曾哥打量了我一下,很和气的说:“小兄弟,你找我是有什么事吧,别着急,慢慢说。”
我说:“曾哥,你认不认识一个叫丁三的,还有一个姓钱的。”
曾哥点了点头,说:“认识,怎么?他们跟你有瓜葛?”
我说:“不是跟我,是跟你,我也不知道什么原因,你也别问我怎么知道的,他们现在准备对付你,你有危险。”
曾哥也没细问,我觉得他信我,他也挺干脆,他说:“谢谢你,董宁,这是我的名片,你收下,有事给我打电话,我还算小有能量。”
说完,曾茂才走了,他走得不紧不慢,自有一番气度。
我能做的已经做了,我赶紧洗了手,走出了厕所,出了饭店,不远处有几个人,年纪都不大,一脸的凶相。
看到我瞅,脏话便飚了过来,“看你麻痹!”
扭过头,拦了一辆车,我离开了这里。
跟关珊谈得不好,不管我做出什么让步,她就是不答应离婚,家我是不打算回了,我怕有生命危险。

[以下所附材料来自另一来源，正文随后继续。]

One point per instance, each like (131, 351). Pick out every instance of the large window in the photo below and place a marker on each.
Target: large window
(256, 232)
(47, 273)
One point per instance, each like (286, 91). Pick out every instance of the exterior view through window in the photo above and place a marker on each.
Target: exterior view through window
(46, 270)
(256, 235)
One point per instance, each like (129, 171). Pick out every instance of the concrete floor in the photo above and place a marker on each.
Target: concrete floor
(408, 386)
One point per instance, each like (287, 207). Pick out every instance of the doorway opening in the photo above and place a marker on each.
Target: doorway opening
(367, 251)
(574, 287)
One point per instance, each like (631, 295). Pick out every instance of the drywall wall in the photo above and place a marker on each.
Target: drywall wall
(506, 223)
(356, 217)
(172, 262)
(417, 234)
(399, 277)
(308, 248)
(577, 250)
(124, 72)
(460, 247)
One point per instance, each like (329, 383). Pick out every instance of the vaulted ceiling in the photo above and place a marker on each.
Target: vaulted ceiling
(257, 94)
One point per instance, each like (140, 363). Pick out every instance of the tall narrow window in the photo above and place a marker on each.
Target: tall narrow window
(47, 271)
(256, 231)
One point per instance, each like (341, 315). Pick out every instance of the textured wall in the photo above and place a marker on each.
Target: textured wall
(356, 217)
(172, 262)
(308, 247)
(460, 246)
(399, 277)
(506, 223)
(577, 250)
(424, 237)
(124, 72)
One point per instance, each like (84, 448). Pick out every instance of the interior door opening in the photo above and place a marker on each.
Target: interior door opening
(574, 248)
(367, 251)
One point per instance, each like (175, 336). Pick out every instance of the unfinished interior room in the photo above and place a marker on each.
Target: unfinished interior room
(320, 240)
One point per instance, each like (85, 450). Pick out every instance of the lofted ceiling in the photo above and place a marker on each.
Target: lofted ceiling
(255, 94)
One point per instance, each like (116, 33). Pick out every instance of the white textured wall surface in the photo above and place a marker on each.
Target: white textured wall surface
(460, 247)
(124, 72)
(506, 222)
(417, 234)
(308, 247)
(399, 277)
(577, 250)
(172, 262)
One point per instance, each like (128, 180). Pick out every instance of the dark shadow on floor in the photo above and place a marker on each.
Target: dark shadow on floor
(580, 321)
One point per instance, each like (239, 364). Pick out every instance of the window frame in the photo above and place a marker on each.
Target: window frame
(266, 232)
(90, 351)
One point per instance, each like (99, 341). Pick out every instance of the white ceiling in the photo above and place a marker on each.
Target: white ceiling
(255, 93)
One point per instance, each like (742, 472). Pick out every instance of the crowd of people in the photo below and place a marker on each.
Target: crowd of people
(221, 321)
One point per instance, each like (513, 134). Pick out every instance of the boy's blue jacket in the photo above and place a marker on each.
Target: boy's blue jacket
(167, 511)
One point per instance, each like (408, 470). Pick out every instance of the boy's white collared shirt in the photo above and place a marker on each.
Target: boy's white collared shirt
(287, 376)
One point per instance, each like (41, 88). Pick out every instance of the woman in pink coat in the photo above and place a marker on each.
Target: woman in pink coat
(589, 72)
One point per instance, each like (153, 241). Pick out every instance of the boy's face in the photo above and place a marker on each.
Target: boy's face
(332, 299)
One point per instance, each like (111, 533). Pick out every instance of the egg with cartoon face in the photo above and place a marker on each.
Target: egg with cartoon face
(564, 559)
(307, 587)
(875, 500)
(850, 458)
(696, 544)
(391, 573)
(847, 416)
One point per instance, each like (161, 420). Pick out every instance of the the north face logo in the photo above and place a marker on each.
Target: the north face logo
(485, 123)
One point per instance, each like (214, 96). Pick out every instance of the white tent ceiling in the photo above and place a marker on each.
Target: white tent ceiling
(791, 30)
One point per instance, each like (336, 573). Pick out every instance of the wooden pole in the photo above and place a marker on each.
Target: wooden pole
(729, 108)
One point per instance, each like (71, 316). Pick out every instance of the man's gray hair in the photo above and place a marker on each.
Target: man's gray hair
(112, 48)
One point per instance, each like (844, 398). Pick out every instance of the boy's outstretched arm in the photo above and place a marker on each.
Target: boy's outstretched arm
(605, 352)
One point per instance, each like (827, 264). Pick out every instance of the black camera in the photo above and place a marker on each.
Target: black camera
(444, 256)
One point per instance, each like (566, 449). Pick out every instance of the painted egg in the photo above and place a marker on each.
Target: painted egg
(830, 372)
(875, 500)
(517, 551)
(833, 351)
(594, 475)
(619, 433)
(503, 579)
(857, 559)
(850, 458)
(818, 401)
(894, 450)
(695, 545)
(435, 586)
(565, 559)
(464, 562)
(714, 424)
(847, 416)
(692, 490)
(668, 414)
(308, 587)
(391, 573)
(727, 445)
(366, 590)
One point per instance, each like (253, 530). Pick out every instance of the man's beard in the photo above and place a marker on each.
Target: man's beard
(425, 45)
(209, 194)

我先去商场买了一些换洗衣物,又买了一些生活必需品,然后找了一家连锁酒店,开了房间。
刚进屋洗了一把脸,便收到一条短信。
是银行的转账信息,五万元到账。
白子惠啊白子惠,把钱直接打了过来,我还怎么拒绝,好心计。
躺在床上,我查了查租房信息,总住在酒店也不是一回事,浪费钱不说,干什么都不方便,现在我手上有钱,可以租稍微好一些。
看了半天,给我看困了,我关了灯准备睡觉,房间里面的座机响了起来,我拿起了电话。
“喂。”
“先生,你寂寞不寂寞啊!”
声音嗲嗲的,我一听明白了,提供那种服务的。
我说:“谢谢你啊,这么晚打电话,还关心我的生理需求,不过我不需要。”
把电话挂断,结果对方锲而不舍,又打了过来。
“先生,我这里有清纯少女,成熟少妇,性感尤物,可以满足你各种需求。”
我直接挂了电话,然后把电话线拔了出来,我现在就想好好睡觉,结果刚躺好,铃声又响了起来,这回是我的手机。
关珊的来电。
我接了电话,说:“有什么事?”
关珊冷冷的说:“你该回家了。”
我说:“那不是我的家。”
关珊说:“不要耍小脾气了。”
我说:“我要休息了,再见。”
挂了电话,直接关机。
闭上了双眼,我以为我会睡不着,在经历过这么多的事情之后,但是很快,我就睡过去了,还睡得很香。
第二天,我到了公司,先去了白子惠办公室。
白子惠又换了一身衣服,真是不知道她到底有多少件衣服,感觉都不重样。
“钱我收到了,我也考虑清楚了,我同意。”
白子惠微微点了点头,说:“明智之选。”
虽然是我自己选的,但白子惠那得意的样子还是让我不爽,有人为了利益,可以抛弃妻子,可以不认祖宗,我还差得远啊!
“我需要做什么?”
一个月五万,需要干什么我要清楚。
白子惠说:“不急说这个,今天晚上,我想请你老婆吃饭,地方很隐蔽,不用担心被别人看到。”
我问:“为什么?”
白子惠说:“你毕竟是结婚的人,我需要亲自说明一下,省得坏我的事。”
我说:“不需要,她不是问题。”
白子惠说:“我不希望这件事搞砸了,既然你说不是问题,那我就相信你,那晚上我们去吃饭,高调一些。”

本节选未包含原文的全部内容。